In my case I probably just got lucky with my hardware choices since I never checked the HCL to see if my component selections would work. OTOH, I think that most current hardware is less likely to have issues than hardware that came out when Vista and Windows 7 were released.


----------



## Bigg (Oct 31, 2003)

mr.unnatural said:


> Just saw this article linked over at the AVS Forums:
> 
> http://news.softpedia.com/news/Wind...veral-New-Versions-Leak-Suggests-475967.shtml
> 
> ...


They kind of had to, since they want to upgrade as many users from Windows 7 and 8 as possible. That being said, it will be unchanged, so it's still going to be kind of a mess.


----------



## WPe (May 5, 2007)

Mikeguy said:


> I never understood Microsoft's approach to somewhat abandoning WMC--it seemed like a good selling point to me (the all-in-one PC).


Reason is that Microsoft has to pay licensing fees on every copy of Windows when only a tiny percentage of people actually use that program. Supposedly, the development team has long been disbanded. So, the chances of WMC ever improving is almost nil. Those in-the-know do not believe WMC will even be part of any final version of Windows 10. I guess I am in the camp of hopeful but expecting the worse.


----------



## Mikeguy (Jul 28, 2005)

WPe said:


> Reason is that Microsoft has to pay licensing fees on every copy of Windows when only a tiny percentage of people actually use that program.


And so, as a good, cost-effective marketing option, Microsoft could make it available for separate download, figuring that only that smaller percentage that really wants it will in fact download it. It just always seemed to me that it is a good marketing and feature option.


----------



## Bigg (Oct 31, 2003)

WPe said:


> Reason is that Microsoft has to pay licensing fees on every copy of Windows when only a tiny percentage of people actually use that program. Supposedly, the development team has long been disbanded. So, the chances of WMC ever improving is almost nil. Those in-the-know do not believe WMC will even be part of any final version of Windows 10. I guess I am in the camp of hopeful but expecting the worse.


I don't think they will add support for CableCard's successor, so post-CableCard, it will very likely be left for OTA-only.


----------



## mr.unnatural (Feb 2, 2006)

Bigg said:


> I don't think they will add support for CableCard's successor, so post-CableCard, it will very likely be left for OTA-only.


This shouldn't be an issue unless your provider changes their delivery system to something that renders your cablecards useless. Cable providers aren't in the habit of wholesale replacements of existing hardware unless there's an overall change in the industry. In other words, if you currently use a cablecard tuner with WMC then chances are you're going to be fine over the long haul.


----------



## Bigg (Oct 31, 2003)

mr.unnatural said:


> This shouldn't be an issue unless your provider changes their delivery system to something that renders your cablecards useless.
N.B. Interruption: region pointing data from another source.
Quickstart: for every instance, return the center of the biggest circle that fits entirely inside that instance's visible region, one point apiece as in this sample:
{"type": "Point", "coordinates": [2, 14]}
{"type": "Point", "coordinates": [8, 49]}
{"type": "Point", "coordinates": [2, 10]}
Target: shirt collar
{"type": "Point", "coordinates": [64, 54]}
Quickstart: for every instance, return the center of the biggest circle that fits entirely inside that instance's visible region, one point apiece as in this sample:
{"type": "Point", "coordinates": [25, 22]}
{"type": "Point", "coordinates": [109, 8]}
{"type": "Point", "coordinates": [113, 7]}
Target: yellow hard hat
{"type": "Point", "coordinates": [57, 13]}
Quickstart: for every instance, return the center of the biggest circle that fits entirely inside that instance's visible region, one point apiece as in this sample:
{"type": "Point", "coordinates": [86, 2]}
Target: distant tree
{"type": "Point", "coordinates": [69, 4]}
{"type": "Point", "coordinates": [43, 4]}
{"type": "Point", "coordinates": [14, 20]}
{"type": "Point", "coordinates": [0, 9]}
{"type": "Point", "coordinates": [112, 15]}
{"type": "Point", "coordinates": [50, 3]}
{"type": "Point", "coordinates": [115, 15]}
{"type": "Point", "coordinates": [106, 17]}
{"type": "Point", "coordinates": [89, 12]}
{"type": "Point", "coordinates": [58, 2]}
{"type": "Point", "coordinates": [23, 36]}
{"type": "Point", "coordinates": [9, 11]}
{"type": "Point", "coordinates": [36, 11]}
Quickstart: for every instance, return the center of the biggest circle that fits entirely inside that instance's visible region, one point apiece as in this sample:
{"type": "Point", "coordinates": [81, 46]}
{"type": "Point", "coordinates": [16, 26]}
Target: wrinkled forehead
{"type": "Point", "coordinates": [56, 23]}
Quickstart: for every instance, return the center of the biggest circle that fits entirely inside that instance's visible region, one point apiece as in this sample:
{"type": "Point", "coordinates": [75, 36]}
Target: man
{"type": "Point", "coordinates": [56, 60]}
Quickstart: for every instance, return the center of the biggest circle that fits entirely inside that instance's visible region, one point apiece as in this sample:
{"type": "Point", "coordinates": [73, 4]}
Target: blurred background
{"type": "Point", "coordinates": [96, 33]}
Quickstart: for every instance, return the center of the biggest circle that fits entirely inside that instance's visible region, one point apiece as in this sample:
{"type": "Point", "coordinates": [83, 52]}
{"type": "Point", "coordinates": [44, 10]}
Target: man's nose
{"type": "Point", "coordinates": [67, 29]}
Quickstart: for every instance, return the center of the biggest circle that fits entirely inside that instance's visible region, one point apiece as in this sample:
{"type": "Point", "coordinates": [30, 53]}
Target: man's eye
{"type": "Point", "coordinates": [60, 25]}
Cable providers aren't in the habit of wholesale replacements of existing hardware unless there's an overall change in the industry. In other words, if you currently use a cablecard tuner with WMC then chances are you're going to be fine over the long haul.


CableCard is eventually going away, for consumer devices way before for their own hardware. I am not 100% sure, but devices like X1 may be able to be used by the MSOs without CableCards post separable-security mandate. I believe it's already dead for MSO-owned hardware.


----------



## WPe (May 5, 2007)

Mikeguy said:


> And so, as a good, cost-effective marketing option, Microsoft could make it available for separate download, figuring that only that smaller percentage that really wants it will in fact download it. It just always seemed to me that it is a good marketing and feature option.


That is what they did in Windows 8: make it an option.

For Windows 10, we shall see. However in a recent build of 10: if you tried to upgrade from a system that already had WMC, the setup would display a warning message saying WMC would no longer work if you performed the upgrade.


----------



## mr.unnatural (Feb 2, 2006)

WPe said:


> That is what they did in Windows 8: make it an option.
> 
> For Windows 10, we shall see. However in a recent build of 10: if you tried to upgrade from a system that already had WMC, the setup would display a warning message saying WMC would no longer work if you performed the upgrade.


That was only true for the evaluation version (or whatever they call it) of W10. According to the link I posted, WMC will be available with the released version of Windows 10. It is not unusual for features to be left out of beta or pre-release versions of Windows. According to the article, it looks like WMC will be embedded in a specific version of W10, but that doesn't necessarily mean it won't be available for download as an add-on.



Bigg said:


> CableCard is eventually going away, for consumer devices way before for their own hardware. I am not 100% sure, but devices like X1 may be able to be used by the MSOs without CableCards post separable-security mandate. I believe it's already dead for MSO-owned hardware.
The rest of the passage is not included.